Students, families and youth groups were some of the engaged learners drawn to Stampede Park this spring for the Earth Science for Society Exhibit (ESfS).
The event, which took place from March 17 to 19, saw the society celebrate their ninth time of showcasing geosciences, put on by the Canadian Society of Exploration Geophysicists.
The head chair for the Earth Science committee, Marissa Whittaker, was first approached by the Calgary Board of Education (CBE) to help educate junior high students about earth science impacting our daily lives.
In 2010, the ESfS was established as a hands-on interactive exhibition encouraging youth to interact with various earth science exhibits while completing scavenger hunts in the process. Whittaker has seen a progression in youth as they learn about earth sciences.
“We have seen certainly a large increase in the kids and the impact that our event has,” she says. “We have teachers who are very interested in coming and return every year. The number of exhibitors that we have keeps increasing, as does the demand of the school kids.”
A veteran exhibitor, Rajeev Nair from the geoscience department at the University of Calgary, has been in attendance at this event since its inception.
“It’s really important we actually show how our lives are entwined with the resources around us,” Nair explains. “Most of those resources actually come from the earth. This is an event that showcases the importance of geology and earth sciences to society.”

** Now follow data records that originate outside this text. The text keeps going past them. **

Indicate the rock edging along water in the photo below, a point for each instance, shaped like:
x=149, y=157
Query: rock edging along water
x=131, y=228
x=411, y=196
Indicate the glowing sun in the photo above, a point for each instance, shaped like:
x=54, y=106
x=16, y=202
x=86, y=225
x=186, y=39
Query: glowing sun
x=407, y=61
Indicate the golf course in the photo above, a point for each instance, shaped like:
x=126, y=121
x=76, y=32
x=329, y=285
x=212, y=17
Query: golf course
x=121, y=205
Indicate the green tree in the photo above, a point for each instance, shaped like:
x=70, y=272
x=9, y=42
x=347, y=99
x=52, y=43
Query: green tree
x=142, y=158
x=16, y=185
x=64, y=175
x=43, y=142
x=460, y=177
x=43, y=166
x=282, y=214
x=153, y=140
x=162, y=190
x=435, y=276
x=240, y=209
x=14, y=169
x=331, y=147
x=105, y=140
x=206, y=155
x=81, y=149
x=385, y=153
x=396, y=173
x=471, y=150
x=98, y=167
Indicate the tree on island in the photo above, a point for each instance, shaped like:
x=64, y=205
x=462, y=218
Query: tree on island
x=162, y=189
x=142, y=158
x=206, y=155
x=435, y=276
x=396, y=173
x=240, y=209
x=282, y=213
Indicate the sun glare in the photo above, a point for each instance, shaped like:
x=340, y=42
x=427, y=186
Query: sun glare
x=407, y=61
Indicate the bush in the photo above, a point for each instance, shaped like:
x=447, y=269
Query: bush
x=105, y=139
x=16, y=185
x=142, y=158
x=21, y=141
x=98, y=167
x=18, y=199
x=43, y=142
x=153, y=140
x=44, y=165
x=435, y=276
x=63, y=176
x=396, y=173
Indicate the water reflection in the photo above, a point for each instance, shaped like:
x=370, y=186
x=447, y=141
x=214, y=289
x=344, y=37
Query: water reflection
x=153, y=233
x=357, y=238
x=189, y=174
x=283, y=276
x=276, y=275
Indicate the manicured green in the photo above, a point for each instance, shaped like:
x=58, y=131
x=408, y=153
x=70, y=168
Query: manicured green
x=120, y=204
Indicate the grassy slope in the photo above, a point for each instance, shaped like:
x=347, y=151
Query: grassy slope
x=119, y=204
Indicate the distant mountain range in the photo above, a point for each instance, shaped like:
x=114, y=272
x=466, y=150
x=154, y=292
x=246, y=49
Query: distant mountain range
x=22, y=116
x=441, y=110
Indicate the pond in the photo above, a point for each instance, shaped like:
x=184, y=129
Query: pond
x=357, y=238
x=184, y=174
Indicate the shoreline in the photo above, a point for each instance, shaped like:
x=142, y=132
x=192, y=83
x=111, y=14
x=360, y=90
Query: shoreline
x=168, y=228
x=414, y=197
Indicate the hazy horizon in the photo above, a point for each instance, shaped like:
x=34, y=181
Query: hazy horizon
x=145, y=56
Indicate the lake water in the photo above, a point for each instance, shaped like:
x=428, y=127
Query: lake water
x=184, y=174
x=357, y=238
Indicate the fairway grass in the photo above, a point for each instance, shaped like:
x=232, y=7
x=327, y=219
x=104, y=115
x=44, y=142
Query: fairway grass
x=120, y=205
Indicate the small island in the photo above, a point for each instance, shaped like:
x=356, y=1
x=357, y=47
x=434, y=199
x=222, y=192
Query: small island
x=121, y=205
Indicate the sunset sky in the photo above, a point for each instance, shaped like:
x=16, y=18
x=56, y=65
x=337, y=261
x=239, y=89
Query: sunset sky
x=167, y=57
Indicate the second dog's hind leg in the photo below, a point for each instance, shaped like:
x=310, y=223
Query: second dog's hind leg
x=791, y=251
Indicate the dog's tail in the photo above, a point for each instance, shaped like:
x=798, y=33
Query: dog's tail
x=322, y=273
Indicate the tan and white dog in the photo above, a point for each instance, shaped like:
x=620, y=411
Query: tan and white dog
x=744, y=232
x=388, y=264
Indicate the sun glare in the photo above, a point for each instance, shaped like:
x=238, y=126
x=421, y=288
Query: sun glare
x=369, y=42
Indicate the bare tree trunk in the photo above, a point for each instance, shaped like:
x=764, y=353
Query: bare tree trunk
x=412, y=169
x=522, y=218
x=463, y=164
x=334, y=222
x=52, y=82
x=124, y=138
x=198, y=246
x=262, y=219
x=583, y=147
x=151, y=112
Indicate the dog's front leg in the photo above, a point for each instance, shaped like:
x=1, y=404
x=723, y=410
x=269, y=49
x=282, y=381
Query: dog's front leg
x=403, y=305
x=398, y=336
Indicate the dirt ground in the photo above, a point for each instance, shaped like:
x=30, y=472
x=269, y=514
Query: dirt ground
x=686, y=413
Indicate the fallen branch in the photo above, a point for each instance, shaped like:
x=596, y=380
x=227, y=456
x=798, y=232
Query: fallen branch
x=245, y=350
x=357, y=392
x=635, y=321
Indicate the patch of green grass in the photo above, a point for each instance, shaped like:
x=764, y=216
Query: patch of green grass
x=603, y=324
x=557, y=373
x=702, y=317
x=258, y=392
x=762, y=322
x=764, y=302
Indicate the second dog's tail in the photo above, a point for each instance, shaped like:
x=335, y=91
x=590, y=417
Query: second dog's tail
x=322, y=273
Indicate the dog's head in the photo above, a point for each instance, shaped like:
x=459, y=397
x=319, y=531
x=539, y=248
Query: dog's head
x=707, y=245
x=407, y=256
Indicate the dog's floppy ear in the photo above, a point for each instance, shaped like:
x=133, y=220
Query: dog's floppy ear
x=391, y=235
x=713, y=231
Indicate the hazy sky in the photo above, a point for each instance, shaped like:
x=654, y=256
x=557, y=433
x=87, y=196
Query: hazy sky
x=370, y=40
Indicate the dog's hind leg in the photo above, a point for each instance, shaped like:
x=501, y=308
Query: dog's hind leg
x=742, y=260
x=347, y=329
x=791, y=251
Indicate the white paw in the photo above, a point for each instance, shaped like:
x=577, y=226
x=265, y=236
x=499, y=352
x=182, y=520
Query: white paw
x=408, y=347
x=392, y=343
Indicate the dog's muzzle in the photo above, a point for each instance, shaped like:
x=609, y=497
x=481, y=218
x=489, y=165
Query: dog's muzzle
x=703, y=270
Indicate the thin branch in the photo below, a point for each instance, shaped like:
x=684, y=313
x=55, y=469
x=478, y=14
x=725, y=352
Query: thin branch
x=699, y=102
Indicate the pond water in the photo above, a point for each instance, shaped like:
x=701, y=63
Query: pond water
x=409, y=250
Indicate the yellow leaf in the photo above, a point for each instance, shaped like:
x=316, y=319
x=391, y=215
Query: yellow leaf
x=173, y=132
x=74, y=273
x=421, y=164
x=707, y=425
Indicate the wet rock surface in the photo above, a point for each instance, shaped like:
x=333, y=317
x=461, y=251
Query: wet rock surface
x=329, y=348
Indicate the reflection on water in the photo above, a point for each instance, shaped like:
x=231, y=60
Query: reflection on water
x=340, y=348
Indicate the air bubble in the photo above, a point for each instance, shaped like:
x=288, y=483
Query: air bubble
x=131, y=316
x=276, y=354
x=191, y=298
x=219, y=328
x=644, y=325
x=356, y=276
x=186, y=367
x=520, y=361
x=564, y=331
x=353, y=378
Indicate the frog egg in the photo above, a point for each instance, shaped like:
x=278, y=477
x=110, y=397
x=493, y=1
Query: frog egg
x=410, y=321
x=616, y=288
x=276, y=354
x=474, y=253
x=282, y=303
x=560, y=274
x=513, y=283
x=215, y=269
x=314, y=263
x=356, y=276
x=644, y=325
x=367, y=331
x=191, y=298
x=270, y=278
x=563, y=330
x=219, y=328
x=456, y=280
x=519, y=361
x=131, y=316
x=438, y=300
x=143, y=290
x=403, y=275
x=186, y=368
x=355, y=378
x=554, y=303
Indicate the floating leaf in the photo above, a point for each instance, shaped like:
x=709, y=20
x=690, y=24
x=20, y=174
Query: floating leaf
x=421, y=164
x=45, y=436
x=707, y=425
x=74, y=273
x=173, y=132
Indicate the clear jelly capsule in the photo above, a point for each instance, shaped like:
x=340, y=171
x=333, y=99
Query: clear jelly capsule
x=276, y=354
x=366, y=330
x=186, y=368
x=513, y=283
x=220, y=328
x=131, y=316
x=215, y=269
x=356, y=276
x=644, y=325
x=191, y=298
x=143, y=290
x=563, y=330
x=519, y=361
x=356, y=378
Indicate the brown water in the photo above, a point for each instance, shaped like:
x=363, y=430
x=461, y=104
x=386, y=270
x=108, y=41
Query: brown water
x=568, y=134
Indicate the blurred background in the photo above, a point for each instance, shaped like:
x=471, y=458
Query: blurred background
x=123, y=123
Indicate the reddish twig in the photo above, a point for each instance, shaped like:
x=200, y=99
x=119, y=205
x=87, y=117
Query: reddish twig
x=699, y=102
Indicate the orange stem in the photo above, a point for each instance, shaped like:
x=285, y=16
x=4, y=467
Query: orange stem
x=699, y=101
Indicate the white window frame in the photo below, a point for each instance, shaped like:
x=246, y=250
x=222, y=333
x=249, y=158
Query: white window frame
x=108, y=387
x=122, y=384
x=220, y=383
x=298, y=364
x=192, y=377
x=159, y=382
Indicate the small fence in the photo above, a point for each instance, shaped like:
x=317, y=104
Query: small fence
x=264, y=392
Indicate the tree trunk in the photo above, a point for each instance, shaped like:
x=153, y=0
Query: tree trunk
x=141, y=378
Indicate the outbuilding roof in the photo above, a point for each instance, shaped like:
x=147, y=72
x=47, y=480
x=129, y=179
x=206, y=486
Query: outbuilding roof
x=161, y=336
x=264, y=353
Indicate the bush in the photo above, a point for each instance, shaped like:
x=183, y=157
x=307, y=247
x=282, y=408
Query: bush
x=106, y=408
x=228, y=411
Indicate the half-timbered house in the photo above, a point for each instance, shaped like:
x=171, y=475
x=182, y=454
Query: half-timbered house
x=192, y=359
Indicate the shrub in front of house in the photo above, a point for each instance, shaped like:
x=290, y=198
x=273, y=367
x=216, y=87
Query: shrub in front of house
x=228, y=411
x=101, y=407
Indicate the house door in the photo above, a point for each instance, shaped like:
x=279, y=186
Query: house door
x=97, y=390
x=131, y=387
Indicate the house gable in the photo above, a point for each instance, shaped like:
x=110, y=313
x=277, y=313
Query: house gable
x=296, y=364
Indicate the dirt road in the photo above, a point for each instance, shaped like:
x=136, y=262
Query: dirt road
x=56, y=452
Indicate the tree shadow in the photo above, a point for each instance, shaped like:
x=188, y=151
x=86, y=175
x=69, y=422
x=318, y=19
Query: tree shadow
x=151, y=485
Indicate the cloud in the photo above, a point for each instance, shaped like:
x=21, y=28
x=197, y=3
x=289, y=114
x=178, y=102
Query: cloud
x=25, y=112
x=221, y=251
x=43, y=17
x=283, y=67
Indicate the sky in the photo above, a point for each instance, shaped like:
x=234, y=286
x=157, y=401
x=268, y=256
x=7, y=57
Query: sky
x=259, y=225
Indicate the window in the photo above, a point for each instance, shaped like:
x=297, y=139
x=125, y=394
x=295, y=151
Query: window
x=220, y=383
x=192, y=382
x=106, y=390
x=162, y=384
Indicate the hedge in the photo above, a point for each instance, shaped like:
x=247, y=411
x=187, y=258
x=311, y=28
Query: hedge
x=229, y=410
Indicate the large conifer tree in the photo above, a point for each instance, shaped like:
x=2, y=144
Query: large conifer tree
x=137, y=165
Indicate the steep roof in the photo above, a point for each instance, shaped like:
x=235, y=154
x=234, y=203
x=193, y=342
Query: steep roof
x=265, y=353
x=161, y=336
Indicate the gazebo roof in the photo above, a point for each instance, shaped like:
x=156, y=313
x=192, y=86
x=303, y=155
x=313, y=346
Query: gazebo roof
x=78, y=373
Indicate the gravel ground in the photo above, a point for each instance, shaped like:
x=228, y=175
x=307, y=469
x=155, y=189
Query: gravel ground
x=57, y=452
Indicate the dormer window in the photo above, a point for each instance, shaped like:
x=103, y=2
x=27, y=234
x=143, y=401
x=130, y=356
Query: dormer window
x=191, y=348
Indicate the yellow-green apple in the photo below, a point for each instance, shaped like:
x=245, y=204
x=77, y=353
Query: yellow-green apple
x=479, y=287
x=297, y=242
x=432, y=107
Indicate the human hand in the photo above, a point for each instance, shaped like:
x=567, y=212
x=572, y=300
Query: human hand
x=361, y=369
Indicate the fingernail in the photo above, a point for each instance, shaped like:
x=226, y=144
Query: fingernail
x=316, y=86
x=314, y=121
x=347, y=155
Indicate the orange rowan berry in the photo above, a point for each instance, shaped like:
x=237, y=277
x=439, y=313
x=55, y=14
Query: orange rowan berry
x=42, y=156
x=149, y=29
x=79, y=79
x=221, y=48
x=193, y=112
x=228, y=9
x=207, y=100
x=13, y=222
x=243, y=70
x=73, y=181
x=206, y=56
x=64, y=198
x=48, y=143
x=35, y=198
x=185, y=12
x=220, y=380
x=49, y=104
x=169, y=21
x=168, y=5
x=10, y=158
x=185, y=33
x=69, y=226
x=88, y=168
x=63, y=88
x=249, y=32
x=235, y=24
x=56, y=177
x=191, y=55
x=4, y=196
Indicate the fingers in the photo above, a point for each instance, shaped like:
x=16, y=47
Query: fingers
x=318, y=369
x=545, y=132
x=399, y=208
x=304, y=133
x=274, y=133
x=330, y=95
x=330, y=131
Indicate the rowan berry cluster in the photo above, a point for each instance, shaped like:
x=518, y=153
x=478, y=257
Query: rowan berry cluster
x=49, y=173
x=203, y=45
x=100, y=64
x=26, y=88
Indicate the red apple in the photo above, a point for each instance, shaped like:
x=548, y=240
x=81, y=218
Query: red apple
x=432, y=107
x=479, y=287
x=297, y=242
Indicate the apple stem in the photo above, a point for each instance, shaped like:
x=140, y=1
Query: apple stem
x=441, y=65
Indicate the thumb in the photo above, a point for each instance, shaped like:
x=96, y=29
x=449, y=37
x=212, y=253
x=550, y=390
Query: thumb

Nair hopes the one thing that youth take away from this exhibit is appreciation of the world and an understanding of scientific aspects, all while having fun.
“It’s a lot of fun. They can learn a little bit of science from doing fun activities. That’s the focus.”
Another exhibitor of the event, Dan Moore, or “Yukon Dan,” is a mining enthusiast from British Columbia and hopes to spread mining fever to the public and the youth.
“Everything comes from mining, your truck, your cell phone, your iPads,” Moore says. “Without mining, we don’t have these items. Mining’s extremely important. That’s what we do, is open up eyes to these people.”
Marissa Whittaker believes earth science is important to understand as we are surrounded by it every day.
“I realized that everything around us that doesn’t come from a plant or an animal comes from the earth,” Whittaker explains, “By understanding how we use the earth is why I’ve become interested and involved in this event.”
This year, over 1,800 students, 400 youths and 400 members of the general public were in attendance at the ESfS. The event will be back next year to educate more people on the importance of earth sciences.